Just as Goth, in its various contemporary stylistic iterations, is a surface representation of our darker selves, Gothic literature emerged as a means of investigating Nature. Science (among other portentous forces of change, such as social and moral reforms) "disrupted" tried-and-true ideals, conventions and customs. As of the early nineteenth century, cultures clashed as the influences of the old world gave way to the new. To some extent, these changes were premature, and a depth of comprehension as to the reasoning behind these changes was underdeveloped, as (typically) the reformers charged ahead.
Superstition is introduced as an aspect of Melmoth the Wanderer through the “doctress” that John Melmoth meets upon his return to his uncle’s shambling estate. She is a self-appointed healer—essentially a witch, perhaps even capable of "wizardry." However, she’s only a part of the unsavory milieu. That reference to superstition is a reminder of the impulse behind Gothic aesthetics: the investigation of an “infinite number of other infinite things the nature of which is hidden from us” (scholarship as quoted by David Huckvale, Touchstones of Gothic Horror). Or, to capsulize Hamlet to Horacio, all things in heaven and Earth. Just as the Murder Mystery is an attempt to interpret empirical evidence, the Gothic Tale is a means to study ambiguous natural phenomena and the reaction or denial of human behavior for consequences and signs of the meaning of existence.
It’s unfortunate, yet part of the appeal of the genre, that in Gothic Lit, the omens all tend to be bad ones. The Melmoth curse is such that it must have an immersive, atmospheric manifestation, and this would be the volcanic, mother-of-all-storms in chapter 4.

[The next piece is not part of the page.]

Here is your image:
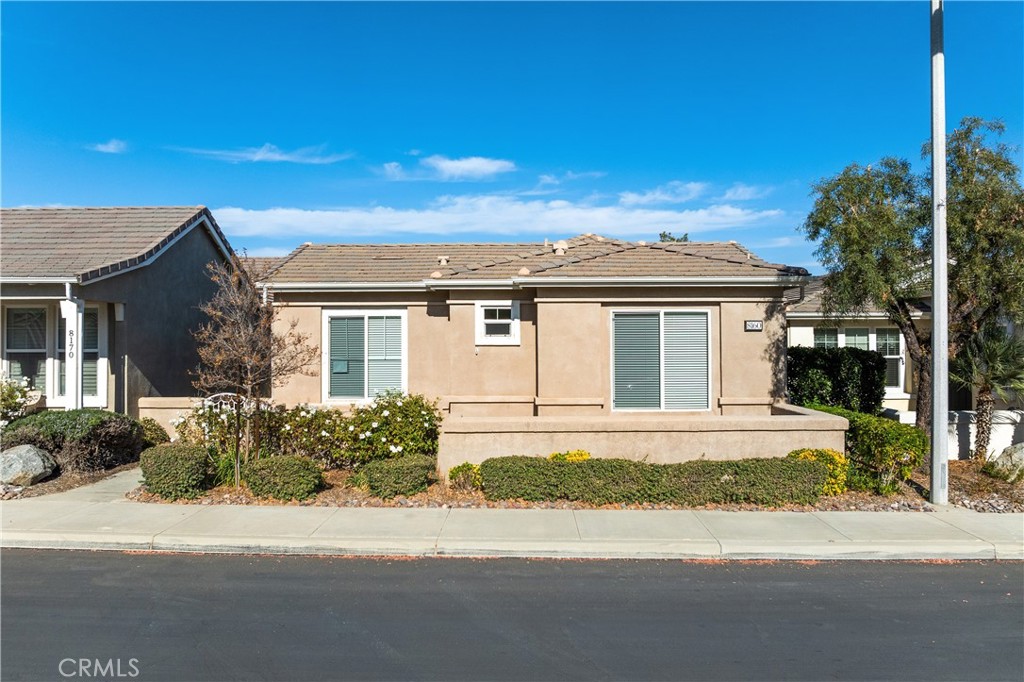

Toward the night the storm came on in all its strength; Melmoth’s bed was shaken so to render it impossible to sleep. (And with the) crashing in of the roof, and the splinters of the broken windows that were already scattered about his room.
Melmoth, “unable to pass his curse of eternal life to anyone else, must ultimately pay the price for his bargain with Satan” (Huckvale). Like in Shelley’s Frankenstein, the tensions between God and Man, and the curse that befalls Man the Transgressor, are the cautionary morals of the tale.